Students are being kept in the dark about area reviews and what the resulting overhaul of the FE sector could mean for them, the National Union of Students has warned.
Shakira Martin, the NUS vice-president for FE, told TES that she was concerned about the lack of consultation with students in the run-up to the next round of area reviews, which will begin before the end of the month.
Learners could also face massive disruption to their studies during the review process if colleges “take their eye off the ball”, she added.
“There is a risk of losing sight of students with all the admin and pressure of the process,” Ms Martin said. “[The colleges] all know they will have these reviews and when they will happen, but they still have to focus on quality teaching and learning for students, and the pressure can allow teachers and colleges to take their eye off the ball.”
The government has set in motion a series of area reviews for colleges across the country which are intended to result in “fewer, larger, more resilient and efficient providers”. They will look at the post-16 provision on offer in each area, and make recommendations about structural changes to the sector.
Reviews of provision in Sheffield and Manchester get under way this month. Earlier this week, TES revealed that FE commissioner David Collins had told representatives from Sheffield colleges that further cuts to FE anticipated in November’s spending review were expected to put 200 colleges into major financial difficulties.
One governor of a college included in the reviews told TES that the institutions involved felt “steamrollered” by the speed of the process. “It is making people twitchy,” he said.
A guidance document from the Sixth Form Colleges’ Association (SFCA), seen by TES, reveals that the organisation had considered proposing a policy of “sector-wide non-compliance” with the process, but decided that this “would not be in the best interests of the majority of colleges”.
The document also criticises the area reviews’ “narrow focus on ‘professional and technical’ education that is alien to the majority of sixth-form colleges”.
Ms Martin told TES that while she had been invited to advisory meetings about the process on behalf of the NUS, students around the country were not being adequately engaged.
“The Department for Business, Innovation and Skills [Bis] should be coming to the NUS for access to the whole student body and use the NUS as an ally,” she said. “I can’t replace 4.1 million students’ views at the table and it is important for me to take the students with me on this journey. Colleges are all still enrolling students on courses. So what will happen to people on two-year courses? Are they aware of what could happen?”
Student organisations were not being kept informed about the implications of the area reviews, Ms Martin added. “I am not happy with how student presidents and other representatives are not being told what is going on. That is about integrity.”
But she made it clear that the NUS did not oppose “sustainable” mergers if they protected provision. “If merging is the best thing for students in the long run, I am for it,” Ms Martin said.
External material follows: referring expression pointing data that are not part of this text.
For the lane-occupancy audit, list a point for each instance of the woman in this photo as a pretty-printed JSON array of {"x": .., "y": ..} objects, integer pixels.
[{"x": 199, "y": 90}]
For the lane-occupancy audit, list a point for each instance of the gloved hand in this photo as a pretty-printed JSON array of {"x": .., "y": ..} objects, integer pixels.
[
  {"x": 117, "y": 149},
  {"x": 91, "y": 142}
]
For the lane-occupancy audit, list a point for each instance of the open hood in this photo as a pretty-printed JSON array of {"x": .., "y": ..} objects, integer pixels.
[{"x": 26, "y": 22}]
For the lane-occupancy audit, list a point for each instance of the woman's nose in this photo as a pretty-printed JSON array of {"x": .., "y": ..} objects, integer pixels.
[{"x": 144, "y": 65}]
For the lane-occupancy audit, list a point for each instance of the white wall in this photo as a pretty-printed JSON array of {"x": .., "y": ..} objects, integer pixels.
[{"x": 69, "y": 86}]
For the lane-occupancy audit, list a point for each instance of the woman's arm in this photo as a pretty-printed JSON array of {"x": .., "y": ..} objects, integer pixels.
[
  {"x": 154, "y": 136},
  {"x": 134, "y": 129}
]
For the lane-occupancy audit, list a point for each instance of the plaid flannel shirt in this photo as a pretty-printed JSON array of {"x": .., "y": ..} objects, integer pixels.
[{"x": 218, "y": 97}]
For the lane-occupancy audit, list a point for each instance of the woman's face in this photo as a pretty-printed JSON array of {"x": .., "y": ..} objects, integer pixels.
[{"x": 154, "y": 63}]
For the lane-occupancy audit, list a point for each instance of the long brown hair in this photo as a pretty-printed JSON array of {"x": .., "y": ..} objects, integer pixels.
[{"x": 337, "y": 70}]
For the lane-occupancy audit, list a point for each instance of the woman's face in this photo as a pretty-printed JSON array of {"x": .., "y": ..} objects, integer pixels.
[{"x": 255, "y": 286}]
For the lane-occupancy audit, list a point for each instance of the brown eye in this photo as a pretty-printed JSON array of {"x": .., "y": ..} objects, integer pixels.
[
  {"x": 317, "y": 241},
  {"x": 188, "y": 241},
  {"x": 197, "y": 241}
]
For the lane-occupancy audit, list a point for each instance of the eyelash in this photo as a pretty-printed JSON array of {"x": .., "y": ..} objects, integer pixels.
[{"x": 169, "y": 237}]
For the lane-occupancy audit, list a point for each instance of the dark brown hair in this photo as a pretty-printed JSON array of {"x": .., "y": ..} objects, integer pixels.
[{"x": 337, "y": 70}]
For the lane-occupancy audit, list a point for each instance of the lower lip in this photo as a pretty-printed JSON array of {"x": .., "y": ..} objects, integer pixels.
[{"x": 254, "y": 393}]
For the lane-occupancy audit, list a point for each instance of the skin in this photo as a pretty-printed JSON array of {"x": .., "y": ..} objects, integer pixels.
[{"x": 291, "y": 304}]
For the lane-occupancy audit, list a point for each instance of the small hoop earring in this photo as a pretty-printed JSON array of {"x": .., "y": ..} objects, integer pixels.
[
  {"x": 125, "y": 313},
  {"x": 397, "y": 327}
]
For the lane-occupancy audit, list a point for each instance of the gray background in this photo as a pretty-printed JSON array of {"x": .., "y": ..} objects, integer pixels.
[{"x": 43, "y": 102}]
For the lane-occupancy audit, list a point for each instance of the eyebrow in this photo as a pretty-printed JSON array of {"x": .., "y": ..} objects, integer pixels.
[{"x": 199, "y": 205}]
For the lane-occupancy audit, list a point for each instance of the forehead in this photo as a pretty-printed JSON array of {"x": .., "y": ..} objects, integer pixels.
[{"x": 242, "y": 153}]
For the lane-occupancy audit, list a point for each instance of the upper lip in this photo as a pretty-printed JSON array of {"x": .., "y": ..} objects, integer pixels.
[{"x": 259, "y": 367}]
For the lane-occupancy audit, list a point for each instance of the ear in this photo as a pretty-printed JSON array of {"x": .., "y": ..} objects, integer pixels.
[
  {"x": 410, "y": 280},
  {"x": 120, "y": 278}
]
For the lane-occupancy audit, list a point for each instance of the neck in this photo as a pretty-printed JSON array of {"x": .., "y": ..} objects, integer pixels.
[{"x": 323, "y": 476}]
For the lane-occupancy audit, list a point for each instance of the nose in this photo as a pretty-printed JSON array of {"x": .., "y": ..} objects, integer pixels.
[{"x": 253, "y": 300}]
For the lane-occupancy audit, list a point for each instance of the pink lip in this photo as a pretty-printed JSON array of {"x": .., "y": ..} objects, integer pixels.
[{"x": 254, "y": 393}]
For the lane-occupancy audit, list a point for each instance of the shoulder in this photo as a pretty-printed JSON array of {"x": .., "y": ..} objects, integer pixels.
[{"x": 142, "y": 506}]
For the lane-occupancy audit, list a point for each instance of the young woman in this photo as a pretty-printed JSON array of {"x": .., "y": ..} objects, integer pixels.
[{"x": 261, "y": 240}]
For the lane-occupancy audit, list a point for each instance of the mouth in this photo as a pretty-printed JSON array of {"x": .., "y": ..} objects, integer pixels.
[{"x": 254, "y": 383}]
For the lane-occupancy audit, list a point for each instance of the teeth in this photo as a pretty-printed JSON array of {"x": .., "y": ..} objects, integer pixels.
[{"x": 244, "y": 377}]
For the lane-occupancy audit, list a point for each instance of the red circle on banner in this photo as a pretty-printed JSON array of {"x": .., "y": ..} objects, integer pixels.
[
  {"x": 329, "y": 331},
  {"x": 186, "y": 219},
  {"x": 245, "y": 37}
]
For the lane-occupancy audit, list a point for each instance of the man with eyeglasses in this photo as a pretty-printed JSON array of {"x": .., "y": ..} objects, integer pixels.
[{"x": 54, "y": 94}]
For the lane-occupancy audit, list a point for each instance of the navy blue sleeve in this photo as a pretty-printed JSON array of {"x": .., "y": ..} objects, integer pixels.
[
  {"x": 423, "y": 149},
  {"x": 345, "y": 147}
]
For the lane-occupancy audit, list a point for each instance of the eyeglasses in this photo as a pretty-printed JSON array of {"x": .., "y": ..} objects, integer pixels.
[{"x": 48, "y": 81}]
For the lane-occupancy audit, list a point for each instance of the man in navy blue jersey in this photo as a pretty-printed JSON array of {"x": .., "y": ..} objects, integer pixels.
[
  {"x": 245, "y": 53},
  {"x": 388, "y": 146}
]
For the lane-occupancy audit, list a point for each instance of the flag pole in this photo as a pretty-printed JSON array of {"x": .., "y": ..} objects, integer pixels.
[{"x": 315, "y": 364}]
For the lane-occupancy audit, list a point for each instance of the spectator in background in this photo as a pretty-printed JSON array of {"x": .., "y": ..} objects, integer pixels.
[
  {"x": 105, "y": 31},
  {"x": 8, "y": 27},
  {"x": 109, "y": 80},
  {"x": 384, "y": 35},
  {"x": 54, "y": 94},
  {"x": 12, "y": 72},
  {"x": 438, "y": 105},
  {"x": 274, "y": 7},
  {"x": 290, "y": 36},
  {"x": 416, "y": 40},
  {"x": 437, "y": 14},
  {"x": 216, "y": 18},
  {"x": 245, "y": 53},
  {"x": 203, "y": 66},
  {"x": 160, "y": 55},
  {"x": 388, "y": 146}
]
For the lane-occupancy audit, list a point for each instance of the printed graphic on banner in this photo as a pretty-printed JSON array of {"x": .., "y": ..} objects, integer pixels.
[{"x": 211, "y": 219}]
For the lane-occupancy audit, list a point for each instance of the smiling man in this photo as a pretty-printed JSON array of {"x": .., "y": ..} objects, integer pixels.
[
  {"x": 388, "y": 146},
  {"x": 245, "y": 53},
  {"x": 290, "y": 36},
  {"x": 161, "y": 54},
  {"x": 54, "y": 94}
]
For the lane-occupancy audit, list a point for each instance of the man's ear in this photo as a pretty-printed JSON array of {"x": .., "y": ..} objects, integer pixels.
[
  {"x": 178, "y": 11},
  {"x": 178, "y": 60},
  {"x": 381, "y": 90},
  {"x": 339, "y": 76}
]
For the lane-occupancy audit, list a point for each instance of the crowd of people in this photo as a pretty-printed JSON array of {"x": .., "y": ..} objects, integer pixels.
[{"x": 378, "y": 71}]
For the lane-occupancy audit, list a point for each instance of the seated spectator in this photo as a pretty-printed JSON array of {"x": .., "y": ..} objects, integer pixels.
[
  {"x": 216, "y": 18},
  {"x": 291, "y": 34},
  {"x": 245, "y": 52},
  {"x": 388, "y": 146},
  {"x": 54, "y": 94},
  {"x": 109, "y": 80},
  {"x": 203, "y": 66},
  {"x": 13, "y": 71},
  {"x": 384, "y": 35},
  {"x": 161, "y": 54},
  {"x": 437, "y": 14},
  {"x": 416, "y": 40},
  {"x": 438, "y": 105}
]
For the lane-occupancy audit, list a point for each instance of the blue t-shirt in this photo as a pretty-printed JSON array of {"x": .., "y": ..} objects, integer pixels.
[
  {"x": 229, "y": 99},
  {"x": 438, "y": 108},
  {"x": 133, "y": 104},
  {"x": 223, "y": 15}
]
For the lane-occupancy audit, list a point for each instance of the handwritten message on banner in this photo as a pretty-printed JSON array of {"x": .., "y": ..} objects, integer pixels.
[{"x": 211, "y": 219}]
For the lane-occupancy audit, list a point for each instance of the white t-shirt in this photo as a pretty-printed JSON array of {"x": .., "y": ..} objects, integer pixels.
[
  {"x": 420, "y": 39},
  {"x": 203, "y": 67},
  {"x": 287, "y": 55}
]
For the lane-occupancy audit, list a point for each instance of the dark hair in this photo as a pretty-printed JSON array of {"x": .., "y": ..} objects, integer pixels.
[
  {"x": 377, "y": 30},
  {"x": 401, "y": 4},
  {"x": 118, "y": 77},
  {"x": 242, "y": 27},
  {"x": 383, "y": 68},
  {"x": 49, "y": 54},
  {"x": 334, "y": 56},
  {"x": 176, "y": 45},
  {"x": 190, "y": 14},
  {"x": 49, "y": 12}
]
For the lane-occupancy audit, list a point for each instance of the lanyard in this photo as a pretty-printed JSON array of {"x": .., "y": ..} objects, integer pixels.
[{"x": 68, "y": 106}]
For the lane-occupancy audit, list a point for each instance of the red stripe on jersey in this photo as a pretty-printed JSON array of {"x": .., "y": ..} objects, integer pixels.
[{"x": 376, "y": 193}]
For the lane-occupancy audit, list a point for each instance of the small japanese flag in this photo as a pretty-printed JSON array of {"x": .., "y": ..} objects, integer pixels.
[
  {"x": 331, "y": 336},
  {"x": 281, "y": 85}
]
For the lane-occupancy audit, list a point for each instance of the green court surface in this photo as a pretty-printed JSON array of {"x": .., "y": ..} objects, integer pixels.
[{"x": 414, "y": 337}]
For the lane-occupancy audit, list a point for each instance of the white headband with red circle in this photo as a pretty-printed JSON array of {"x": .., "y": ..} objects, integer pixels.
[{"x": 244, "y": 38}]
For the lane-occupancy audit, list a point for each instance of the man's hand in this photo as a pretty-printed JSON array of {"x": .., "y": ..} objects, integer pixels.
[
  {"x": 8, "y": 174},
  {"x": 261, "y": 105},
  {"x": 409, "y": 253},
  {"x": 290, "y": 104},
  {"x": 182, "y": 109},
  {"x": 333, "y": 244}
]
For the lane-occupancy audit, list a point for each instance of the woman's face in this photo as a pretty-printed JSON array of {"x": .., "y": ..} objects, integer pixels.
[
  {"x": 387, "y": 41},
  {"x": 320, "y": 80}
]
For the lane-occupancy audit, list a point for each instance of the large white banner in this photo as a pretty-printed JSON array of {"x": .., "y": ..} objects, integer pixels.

SFCA deputy chief executive James Kewin described the area reviews as “rushed and ill-conceived”, and said the association was encouraging members to “feel confident to challenge them”.
“We will not stand by and watch sixth-form colleges be bullied into mergers with other colleges while the expansion of school, academy and free school sixth forms continues apace,” he said.
Yes, we can?
But Sue Pember, director of policy and external relations at adult and community learning body Holex, said the reviews could bring positive opportunities for the sector.
“I think people are concerned about the timing and the uncertainty,” she said. “But I am on the side of: ‘We can do this.’ ”
Martin Doel, chief executive of the Association of Colleges, said its members’ “absolute focus” would be on “providing high-quality education and training for their students” throughout the process.
“In the area reviews, colleges will be looking to ensure that students continue to benefit from the best possible education and training in the short, medium and long term,” he added.
A spokesman for Bis said learners were “at the core of the area-review process”.
“The review process will improve the learner experience by creating strong and resilient institutions that will provide education and training that gives them the skills that are most valued by employers,” he added.